I came back from NCTE14 with so many thoughts flooding my head that I couldn’t begin to process any of it. I didn’t know how to start. I read other attendees blogs with very concise reflections, tight commentary, key ideas neatly lined up. People asked me how it was, and I felt trapped by the cacophony in my head – no idea how to answer without sounding like a crazy person.
I have wrestled with this feeling all week. Thanksgiving was a distraction by I was distracted already! And then I thought… write about it silly. Just write.
The Nerdy Book Club became more clear to me. I am stlll a little fuzzy about how to access it and get the most out of it, but I came away with the big idea that many of the “members” are kindred spirits, and like to talk about books just as much as I do. I got some great ideas for read-alouds: The Fourteenth Goldfish (read it, love it, quirky and sweet), El Deafo (met the author, heard about her process, bought two copies- signed!) It was lovely to be in the company of people who see authors as rock stars. The other big idea in this session was how important it is for students to connect with authors because it helps shape their reader and writer identities. I know this is true for me, of course I should try and facilitate that for my students. Goal #1.
Throughout the sessions I heard about the importance of allowing for authentic reading responses. A class Twitter account, blogs, padlet (not sure what that is, yet), book recommendations that are posted/published, book talks, letters to authors, lists of favorites…anything that is purposeful; academic opportunities not assignments! The more students feel a purpose for their work, they will pursue this work, and that equals ENGAGEMENT! I have been tap dancing around this idea since August… time to jump in. Goal #2!
There was a lot of discussion of social justice and how to foster classroom environments that encourage students (and teachers) to take stands around issues they care deeply about. Harvey Daniels, Sara Ahmed and Steve Zemelman took us through their processes of helping students learn how to converse, ask questions, and grow ideas together.

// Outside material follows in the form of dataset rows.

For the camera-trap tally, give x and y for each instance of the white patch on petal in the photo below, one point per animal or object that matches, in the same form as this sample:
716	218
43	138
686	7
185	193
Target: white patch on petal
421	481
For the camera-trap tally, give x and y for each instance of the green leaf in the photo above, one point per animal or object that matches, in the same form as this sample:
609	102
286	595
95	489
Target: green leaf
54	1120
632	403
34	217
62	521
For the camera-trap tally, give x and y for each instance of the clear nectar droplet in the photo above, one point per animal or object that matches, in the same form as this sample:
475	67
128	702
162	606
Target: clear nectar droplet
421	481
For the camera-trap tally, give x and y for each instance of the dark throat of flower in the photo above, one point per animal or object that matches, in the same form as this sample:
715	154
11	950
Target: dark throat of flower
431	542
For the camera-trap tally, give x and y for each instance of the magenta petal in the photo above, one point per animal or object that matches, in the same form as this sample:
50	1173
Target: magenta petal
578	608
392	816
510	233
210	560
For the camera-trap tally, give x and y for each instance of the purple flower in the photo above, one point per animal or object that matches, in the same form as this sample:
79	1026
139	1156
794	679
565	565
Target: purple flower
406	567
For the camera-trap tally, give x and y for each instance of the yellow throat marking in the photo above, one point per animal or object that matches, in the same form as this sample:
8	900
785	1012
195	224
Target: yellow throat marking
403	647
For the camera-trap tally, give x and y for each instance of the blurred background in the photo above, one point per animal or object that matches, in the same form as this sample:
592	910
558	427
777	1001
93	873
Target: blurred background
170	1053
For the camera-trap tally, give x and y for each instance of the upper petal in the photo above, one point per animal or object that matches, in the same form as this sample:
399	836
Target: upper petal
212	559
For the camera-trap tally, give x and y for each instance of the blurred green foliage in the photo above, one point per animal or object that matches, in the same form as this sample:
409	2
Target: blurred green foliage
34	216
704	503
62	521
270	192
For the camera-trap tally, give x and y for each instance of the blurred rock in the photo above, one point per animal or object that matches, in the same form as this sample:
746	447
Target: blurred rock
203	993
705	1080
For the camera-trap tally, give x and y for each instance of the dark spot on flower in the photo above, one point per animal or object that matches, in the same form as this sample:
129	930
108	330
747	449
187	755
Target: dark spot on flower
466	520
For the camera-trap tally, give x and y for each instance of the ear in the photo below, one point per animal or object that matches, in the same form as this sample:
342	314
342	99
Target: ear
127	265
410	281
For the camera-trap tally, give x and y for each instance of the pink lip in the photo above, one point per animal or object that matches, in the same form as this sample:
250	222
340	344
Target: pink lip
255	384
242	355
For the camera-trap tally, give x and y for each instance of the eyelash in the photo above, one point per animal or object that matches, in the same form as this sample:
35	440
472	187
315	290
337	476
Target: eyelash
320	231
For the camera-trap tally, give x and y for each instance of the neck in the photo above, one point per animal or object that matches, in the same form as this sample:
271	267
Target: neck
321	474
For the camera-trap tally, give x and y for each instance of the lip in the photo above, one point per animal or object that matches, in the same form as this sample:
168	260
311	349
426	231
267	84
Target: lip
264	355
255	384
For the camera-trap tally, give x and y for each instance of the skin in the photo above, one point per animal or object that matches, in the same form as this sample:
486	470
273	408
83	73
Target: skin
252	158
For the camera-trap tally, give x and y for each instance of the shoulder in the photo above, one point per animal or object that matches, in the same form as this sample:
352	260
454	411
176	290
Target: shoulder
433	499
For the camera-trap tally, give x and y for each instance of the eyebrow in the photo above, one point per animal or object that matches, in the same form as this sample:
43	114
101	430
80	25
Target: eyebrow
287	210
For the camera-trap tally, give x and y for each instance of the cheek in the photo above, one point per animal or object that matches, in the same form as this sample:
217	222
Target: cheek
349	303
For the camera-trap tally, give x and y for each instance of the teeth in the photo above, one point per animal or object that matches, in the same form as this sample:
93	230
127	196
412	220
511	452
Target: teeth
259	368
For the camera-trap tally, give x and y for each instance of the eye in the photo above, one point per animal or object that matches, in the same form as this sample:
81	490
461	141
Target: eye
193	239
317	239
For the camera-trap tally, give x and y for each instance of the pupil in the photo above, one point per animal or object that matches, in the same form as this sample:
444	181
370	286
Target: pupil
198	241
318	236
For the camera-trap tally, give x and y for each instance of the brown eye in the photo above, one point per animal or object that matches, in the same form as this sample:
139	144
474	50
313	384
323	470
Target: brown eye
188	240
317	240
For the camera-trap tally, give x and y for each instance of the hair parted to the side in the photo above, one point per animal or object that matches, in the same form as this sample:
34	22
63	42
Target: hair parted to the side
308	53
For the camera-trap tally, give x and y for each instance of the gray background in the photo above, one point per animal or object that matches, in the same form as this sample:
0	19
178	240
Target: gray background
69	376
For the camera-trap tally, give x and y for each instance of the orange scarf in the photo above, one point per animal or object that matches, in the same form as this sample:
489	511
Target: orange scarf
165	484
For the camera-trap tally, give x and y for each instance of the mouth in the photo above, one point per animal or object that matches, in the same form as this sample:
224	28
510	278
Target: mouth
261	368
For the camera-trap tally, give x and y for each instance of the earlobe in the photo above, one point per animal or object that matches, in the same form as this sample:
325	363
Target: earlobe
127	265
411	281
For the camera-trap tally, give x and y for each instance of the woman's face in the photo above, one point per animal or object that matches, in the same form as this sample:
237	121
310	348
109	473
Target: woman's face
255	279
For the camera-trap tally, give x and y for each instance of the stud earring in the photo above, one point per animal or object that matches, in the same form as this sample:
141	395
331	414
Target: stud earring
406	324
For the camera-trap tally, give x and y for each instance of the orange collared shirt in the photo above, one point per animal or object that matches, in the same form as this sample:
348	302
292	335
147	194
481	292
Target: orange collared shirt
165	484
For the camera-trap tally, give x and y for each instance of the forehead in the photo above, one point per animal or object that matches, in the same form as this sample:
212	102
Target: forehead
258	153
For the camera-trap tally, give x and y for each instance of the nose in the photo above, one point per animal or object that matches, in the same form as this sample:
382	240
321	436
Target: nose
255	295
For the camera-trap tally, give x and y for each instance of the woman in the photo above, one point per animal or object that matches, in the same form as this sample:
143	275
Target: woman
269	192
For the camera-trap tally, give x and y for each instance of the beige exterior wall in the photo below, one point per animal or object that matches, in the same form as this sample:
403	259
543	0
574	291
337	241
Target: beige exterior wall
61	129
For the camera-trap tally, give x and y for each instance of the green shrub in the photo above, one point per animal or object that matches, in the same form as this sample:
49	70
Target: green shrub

What results is purpose and authenticity– which also showed up in a session in which Brendan McGrath and Tom McKenna shared their students’ online discussions about articles and books. From Massachusetts to Alaska, students communicated and created places for reflection beyond the walls of their classrooms. I am definitely doing that! Goal #3.
I couldn’t get enough of Lester Laminack. A teacher’s stand up comic for sure. He started the conversation in my head about the intersection of story and information. While the Common Core Standards divide writing into three chunks, opinion/argument, narrative, and information, in reality they cross all over each other. As we travel through a story we have reactions that can lead to a need to respond, which entails having an opinion and making an argument. We will often have questions that we will want to answer… It is hard for me to see exactly what this will look like in my classroom, but I know it is where I am headed. Lester stressed that the three writing areas were not meant to split the academic year into three equal parts of writing. Rather, naturally, readers and writers weave in and out of genre, they pursue one thing only to end up in another place. I heard this from numerous authors all weekend. Let’s honor and provide for that jouney for our students. Preach it brother. Goal #4.
My brilliant colleague Julieanne Harmatz presented along with Vicki Vinton and three other teachers. They all asked WHAT IF questions about their practice. Julieanne reminded me that the interactive read-aloud is some of the most effective instructional time in our day. Steve asked what if the goal is not to extract the main idea but rather to attune ourselves to the story- the conflict, the question, the tension, the oddity… in fiction or information, these questions lead to more reading and deeper understanding. Their journeys remind me to take my own– ask what if, and discover the answers in the students I serve. Goal #5.
That is part one…I still have to talk about Ellin Keene, Seymor Simon, Linda Hoyt, Jacqueline Woodson, Vicki Vinton, Mary Ehrenworth and Katherine Bomer. Wow.